The gene ABCB1 encodes the drug transporter P-glycoprotein (P-gp), which is responsible for the extrusion of a wide variety of drugs across the cell membrane. This is a known resistance mechanism in cancer [4]. In addition to upregulation of P-gp, single-nucleotide polymorphisms (SNPs) affecting transporter expression and activity may influence the plasma drug concentrations—and, subsequently, the response to treatment—of known P-gp substrates.
The influence of ABCB1 SNPs on outcomes in MM has been investigated with various treatment regimens and in different patient cohorts [5]. The results are inconclusive, with some studies reporting conflicting correlations for the SNPs studied, and others finding no significant impact on outcomes [6,7,8,9,10].
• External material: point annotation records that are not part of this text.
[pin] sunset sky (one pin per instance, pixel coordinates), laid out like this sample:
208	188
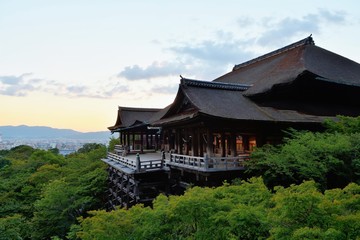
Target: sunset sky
70	64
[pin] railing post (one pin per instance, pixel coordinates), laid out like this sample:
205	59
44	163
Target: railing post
206	160
138	164
162	159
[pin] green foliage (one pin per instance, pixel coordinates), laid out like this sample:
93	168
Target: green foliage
12	227
332	158
42	193
243	211
345	124
113	141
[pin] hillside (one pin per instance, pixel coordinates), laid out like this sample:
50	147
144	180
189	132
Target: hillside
41	132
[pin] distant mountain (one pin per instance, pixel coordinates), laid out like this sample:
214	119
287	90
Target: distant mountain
28	132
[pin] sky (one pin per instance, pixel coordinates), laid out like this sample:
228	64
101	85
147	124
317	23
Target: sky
70	64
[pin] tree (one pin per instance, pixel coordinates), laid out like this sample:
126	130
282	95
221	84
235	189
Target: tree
331	158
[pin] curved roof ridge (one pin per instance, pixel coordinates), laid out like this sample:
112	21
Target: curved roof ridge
216	85
139	109
306	41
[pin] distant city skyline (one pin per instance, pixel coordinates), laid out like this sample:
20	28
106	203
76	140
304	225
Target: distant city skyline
70	64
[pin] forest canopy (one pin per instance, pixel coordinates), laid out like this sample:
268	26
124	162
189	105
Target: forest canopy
306	188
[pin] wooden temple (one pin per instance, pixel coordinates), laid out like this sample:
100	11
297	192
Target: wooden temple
210	129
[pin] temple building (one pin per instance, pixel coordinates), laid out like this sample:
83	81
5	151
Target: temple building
210	129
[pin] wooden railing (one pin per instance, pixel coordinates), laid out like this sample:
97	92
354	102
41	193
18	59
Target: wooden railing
208	163
136	164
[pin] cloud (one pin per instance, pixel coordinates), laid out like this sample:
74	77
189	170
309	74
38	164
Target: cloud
281	31
16	85
25	84
156	69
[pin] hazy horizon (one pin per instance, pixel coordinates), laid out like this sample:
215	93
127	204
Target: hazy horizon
70	64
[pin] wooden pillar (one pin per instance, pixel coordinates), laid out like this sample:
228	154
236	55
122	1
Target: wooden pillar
133	140
147	141
209	144
233	144
195	143
223	149
201	142
156	141
246	143
178	141
127	140
151	140
142	141
187	143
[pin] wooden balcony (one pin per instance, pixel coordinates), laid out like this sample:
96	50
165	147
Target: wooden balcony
208	164
135	163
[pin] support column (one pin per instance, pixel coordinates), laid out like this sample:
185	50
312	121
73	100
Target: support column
178	143
233	144
133	141
246	143
223	149
142	141
201	142
209	144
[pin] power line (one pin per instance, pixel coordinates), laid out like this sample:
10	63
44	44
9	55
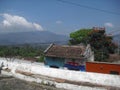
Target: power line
88	7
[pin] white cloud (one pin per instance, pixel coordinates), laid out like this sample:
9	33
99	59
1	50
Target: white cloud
17	22
108	24
59	22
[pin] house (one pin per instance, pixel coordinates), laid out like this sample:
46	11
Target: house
71	57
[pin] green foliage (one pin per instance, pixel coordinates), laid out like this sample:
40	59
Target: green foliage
79	36
101	44
41	59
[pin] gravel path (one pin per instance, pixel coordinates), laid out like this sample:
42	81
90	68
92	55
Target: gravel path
16	84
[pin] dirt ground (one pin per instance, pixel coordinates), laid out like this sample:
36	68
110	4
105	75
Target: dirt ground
16	84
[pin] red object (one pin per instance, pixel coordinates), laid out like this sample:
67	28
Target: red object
73	63
101	67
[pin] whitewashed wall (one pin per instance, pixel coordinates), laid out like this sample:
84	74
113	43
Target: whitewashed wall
36	68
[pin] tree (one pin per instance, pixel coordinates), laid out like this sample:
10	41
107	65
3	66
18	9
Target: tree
101	43
80	36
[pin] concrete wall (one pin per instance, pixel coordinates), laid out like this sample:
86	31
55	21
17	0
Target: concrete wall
102	67
102	79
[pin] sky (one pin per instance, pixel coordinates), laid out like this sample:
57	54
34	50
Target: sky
59	16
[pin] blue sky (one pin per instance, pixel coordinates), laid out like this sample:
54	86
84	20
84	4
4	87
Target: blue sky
58	17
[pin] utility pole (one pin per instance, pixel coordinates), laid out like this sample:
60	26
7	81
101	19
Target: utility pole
118	47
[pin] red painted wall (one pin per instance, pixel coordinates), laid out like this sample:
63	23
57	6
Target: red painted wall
105	68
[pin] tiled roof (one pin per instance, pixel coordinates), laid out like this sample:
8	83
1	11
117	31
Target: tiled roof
65	51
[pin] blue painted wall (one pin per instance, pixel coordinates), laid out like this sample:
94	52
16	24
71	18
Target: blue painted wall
59	62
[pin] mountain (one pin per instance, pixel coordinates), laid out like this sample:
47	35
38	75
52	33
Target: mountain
31	37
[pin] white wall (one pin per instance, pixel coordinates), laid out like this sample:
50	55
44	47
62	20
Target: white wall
36	68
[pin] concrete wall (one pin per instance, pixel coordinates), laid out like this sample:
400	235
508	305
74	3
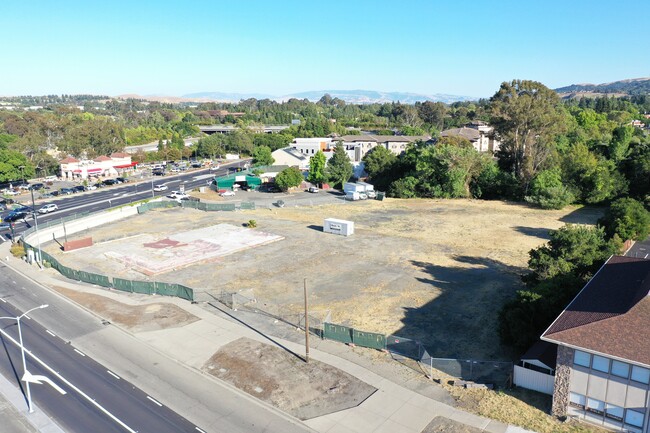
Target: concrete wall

Len, which is approved for the treatment of relapsed or refractory MM (RRMM) largely based on the results of two phase III clinical trials [11, 12], undergoes limited metabolism, and is mainly excreted via the kidneys [13]. In vitro studies have shown Len to be a P-gp substrate and, given the expression of P-gp at the brush border of renal tubular cells, SNPs in the ABCB1 gene may influence Len plasma concentrations and, thus, the outcome of Len treatment [14]. The most extensively studied variants are SNPs 1236C>T (silent, rs1128503), 2677G>T/A (Ala893Ser, rs2032582) and 3435C>T (silent, rs1045642), but the 1199G>A (Ser400Asn, rs2229109) variant has also been reported to have functional implications [15, 16].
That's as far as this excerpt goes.